Alarm acknowledgment workflow in SCADA systems - Time & Space Complexity
We want to understand how the time to acknowledge alarms grows as the number of alarms increases in a SCADA system.
How does the system handle more alarms without slowing down too much?
Analyze the time complexity of the following alarm acknowledgment workflow.
function acknowledgeAlarms(alarmList) {
for (let i = 0; i < alarmList.length; i++) {
if (alarmList[i].status == 'active') {
alarmList[i].status = 'acknowledged';
logAcknowledgment(alarmList[i]);
}
}
}
This code loops through all alarms and acknowledges each active alarm by changing its status and logging it.
Look for repeated actions in the code.
- Primary operation: Looping through each alarm in the alarm list.
- How many times: Once for every alarm in the list.
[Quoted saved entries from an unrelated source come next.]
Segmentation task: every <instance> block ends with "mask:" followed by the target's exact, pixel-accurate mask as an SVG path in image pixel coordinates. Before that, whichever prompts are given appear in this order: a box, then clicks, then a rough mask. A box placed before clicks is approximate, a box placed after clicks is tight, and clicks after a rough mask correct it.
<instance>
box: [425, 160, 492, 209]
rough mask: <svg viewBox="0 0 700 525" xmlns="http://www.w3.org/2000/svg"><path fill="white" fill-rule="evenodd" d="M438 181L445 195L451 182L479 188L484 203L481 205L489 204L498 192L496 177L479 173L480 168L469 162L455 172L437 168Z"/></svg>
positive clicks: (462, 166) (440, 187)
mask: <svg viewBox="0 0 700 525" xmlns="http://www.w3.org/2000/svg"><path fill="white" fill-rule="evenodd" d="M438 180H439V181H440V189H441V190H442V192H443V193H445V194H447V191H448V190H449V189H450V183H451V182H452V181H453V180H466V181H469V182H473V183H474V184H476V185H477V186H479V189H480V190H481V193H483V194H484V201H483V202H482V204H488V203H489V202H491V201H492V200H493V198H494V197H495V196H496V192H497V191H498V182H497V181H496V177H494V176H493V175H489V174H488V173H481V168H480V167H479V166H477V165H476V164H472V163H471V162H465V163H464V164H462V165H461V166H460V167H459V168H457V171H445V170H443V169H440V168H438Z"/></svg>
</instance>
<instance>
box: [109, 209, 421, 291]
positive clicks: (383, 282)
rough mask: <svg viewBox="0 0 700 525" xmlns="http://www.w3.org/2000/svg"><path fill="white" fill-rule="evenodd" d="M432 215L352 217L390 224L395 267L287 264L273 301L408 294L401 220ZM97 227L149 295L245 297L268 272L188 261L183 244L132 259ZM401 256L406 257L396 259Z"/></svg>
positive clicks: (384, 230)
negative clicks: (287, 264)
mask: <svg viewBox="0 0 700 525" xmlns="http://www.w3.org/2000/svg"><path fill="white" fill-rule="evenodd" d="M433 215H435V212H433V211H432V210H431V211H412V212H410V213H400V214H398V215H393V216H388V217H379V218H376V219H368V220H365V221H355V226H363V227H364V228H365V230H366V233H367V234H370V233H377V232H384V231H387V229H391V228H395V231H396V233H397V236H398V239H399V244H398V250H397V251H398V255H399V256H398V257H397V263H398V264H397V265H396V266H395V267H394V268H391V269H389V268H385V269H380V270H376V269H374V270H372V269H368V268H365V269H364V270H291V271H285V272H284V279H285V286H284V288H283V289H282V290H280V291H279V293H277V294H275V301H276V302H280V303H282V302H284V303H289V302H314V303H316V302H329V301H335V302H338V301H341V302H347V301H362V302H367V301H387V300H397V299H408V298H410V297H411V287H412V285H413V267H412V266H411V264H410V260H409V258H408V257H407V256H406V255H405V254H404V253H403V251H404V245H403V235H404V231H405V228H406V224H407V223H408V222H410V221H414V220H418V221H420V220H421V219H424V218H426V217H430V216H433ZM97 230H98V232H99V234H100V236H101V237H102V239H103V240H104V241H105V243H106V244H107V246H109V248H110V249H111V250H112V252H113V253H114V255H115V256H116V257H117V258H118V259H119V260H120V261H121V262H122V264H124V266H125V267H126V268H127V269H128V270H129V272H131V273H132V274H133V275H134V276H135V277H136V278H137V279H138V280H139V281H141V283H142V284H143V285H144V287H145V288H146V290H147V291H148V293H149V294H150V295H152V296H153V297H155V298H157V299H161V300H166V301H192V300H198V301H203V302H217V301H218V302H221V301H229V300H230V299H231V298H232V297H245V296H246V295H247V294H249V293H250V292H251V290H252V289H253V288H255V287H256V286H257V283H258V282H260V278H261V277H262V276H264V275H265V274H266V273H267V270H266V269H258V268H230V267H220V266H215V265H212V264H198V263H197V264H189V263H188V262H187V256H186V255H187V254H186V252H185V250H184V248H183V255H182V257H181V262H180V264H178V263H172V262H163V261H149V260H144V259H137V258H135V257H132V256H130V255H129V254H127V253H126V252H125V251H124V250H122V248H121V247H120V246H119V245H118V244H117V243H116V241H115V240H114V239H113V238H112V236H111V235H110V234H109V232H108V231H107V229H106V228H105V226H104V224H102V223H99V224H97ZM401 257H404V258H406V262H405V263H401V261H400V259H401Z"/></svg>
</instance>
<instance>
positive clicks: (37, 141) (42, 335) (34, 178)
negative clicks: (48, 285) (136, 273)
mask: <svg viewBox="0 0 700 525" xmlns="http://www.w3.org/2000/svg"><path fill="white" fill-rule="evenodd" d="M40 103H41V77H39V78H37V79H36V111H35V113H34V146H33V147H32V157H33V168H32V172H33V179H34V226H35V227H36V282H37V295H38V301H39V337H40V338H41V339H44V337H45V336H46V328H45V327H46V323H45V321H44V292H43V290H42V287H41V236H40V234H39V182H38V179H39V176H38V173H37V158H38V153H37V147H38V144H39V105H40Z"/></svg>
As the number of alarms increases, the time to process grows proportionally.
| Input Size (n) | Approx. Operations |
|---|---|
| 10 | About 10 checks and possible acknowledgments |
| 100 | About 100 checks and possible acknowledgments |
| 1000 | About 1000 checks and possible acknowledgments |
Pattern observation: The work grows evenly as the number of alarms grows.
Time Complexity: O(n)
This means the time to acknowledge alarms grows directly with the number of alarms.
[X] Wrong: "Acknowledging alarms happens instantly no matter how many alarms there are."
[OK] Correct: Each alarm must be checked and updated, so more alarms mean more work and more time.
Understanding how processes scale with input size is a key skill. It shows you can predict system behavior as it grows.
"What if the system only acknowledged alarms that met a certain priority? How would that change the time complexity?"